Les réfugiés ont tendance à être davantage laissés pour compte, c’est pourquoi l’accent mis sur leur droit à être inclus dans le système d’éducation formelle est une autre priorité essentielle pour ÉSD. Dans tous les pays touchés par une crise, il est tout aussi important de soutenir l’inclusion dans le système public, parallèlement à la reconstruction et au développement des capacités, afin de créer des solutions durables et pérennes, la paix et la sécurité.

Les Programmes Pluriannuels de Résilience (PPR) d’Éducation Sans Délai illustrent la manière dont nous traduisons le lien entre l’humanitaire, le développement et la paix en résultats dans 26 pays touchés par des crises que nous servons, tels que l’Afghanistan, le Burkina Faso, le Tchad, la RDC, le Nigeria, l’Irak et l’Ukraine, entre autres. Dans ces 26 pays, les acteurs de l’aide humanitaire et du développement travaillent en étroite collaboration pour assurer l’éducation grâce à une programmation conjointe.

Cependant, si le développement dans les situations de crise nécessite de solides investissements dans le renforcement des capacités et l’autonomisation des Ministères de l’Éducation, il requiert également une approche globale de la gouvernance au sein de plusieurs ministères, avec une direction exécutive au sommet, tous animés d’une même vision des investissements dans l’éducation. Le Ministère des Finances est un ministère clé pour la planification et la budgétisation nationales, tout comme les Ministères de la Défense, de la Sécurité et de l’Intérieur. Si nous ne nous efforçons pas collectivement de mettre fin aux moyens violents de résolution des conflits ou d’en atténuer les effets, nous ne pourrons pas appliquer cette approche pangouvernementale.

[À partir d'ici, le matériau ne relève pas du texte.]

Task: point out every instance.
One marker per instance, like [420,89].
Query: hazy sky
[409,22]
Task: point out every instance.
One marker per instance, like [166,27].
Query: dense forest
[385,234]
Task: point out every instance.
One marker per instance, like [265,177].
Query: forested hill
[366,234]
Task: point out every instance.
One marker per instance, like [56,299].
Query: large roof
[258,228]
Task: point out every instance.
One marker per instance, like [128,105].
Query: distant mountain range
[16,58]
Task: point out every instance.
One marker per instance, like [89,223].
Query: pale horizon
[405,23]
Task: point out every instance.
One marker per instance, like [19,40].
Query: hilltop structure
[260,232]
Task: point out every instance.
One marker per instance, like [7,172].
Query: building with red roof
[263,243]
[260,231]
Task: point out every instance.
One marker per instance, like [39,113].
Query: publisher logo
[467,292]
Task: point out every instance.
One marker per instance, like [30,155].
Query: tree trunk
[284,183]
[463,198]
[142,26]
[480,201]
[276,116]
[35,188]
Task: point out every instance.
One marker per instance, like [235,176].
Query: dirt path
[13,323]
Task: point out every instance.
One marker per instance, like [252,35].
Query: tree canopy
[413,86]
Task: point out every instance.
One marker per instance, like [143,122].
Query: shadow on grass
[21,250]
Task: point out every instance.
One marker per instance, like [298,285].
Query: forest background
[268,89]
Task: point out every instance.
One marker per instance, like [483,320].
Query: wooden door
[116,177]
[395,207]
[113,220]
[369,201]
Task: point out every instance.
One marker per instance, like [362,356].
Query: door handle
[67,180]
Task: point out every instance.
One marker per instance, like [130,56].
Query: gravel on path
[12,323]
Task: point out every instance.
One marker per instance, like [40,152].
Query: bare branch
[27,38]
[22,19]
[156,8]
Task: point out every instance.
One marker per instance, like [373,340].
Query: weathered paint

Et nous ne pouvons certainement pas rendre justice à l’éducation en tant que secteur de développement et en tant que service de base durable sans ressources financières adéquates. Les principaux obstacles à l’adoption d’une approche pangouvernementale pour faire progresser l’éducation dans les pays du Sud sont la poursuite des guerres, l’aggravation du changement climatique et le manque de ressources financières nationales pour fournir des services de base essentiels, tels que l’éducation.

Il est important de souligner à nouveau que des ressources financières suffisantes sont nécessaires pour assurer une éducation de qualité continue et inclusive qui donne des résultats d’apprentissage et dote les étudiants des diplômes dont ils ont besoin pour faire progresser la société. Ces ressources financières pour l’apprentissage offrent une voie claire vers l’enseignement supérieur à tous ces enfants qui rêvent de devenir enseignants, médecins, infirmières, avocats, ingénieurs, scientifiques et entrepreneurs.

Je pense qu’il peut être fallacieux d’inviter des enfants touchés par la crise à raconter au monde leurs rêves – en sachant très bien qu’ils ont besoin d’une éducation supérieure pour réaliser ces rêves – s’il n’y a pas d’intention sérieuse de fournir le soutien financier nécessaire à leur éducation tertiaire, et encore moins à leur éducation secondaire.

L’initiative ” Éducation Sans Délai ” a été créée pour répondre sans délai aux besoins de nos partenaires nationaux et des enfants, adolescents et enseignants qu’ils servent, en mobilisant les ressources financières nécessaires à une éducation de qualité, inclusive et durable, du développement de la petite enfance jusqu’à l’enseignement secondaire. Il s’agit d’une voie fondamentale, mais ne perdons pas de vue l’enseignement supérieur. Avec leurs partenaires gouvernementaux, l’UNESCO et le HCR jouent un rôle déterminant à cet égard, mais des financements supplémentaires sont nécessaires.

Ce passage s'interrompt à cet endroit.